Iraq’s efforts to broker a reconciliation agreement between Syria and Turkey could bring Iran closer to its long-term goal of expelling US troops from northeast Syria, but with the Middle East on fire from the war in Gaza, senior US officials are shrugging off the prospect, said a report by the Middle East Eye (MEE) English website.
According to the British website, US officials paid lip service to the topic during their meetings with Iraq’s Foreign Minister Fuad Hussein in Washington earlier this month, two former US officials and one current Arab official told MEE.

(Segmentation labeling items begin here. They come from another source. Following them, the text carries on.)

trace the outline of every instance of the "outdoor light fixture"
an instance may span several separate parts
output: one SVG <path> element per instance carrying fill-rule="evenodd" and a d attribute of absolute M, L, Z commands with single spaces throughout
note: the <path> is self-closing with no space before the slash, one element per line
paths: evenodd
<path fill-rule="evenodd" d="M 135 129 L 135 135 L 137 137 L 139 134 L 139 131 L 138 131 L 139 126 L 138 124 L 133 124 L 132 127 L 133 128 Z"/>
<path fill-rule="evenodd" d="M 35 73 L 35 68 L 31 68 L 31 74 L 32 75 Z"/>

“Iraq told the US before it started this process that it was working on a reconciliation agreement,” the Arab official told MEE. “The US has been indifferent”.
While Washington continues to officially oppose its partners normalizing with Damascus, it has all but given up actively enforcing the policy.
In May, Syrian President Bashar al-Assad was in Bahrain to attend his second Arab League summit since his debut reappearance at the summit in Saudi Arabia in 2023. Last week, Syria and Saudi Arabia resumed direct flights, expanding connections Damascus already has in the Gulf beyond the UAE.
If successful, Baghdad’s bid to achieve a reconciliation deal between Turkey and Syria could be more impactful for the US, analysts say, because of the US military presence in northeast Syria.
Syria's decade-long foreign-backed war ended with the legitimate Syrian government controlling about two-thirds of Syria. The occupied region of northeast Syria which is controlled by the US-backed Syrian Syrian Democratic Forces (SDF) led by the Kurdish militia group known as the YPG constitutes the other roughly one-third.
Driving the US out of the northeast is a long-term goal of President Bashar Assad's government, Russia and Iran, the MEE report concluded.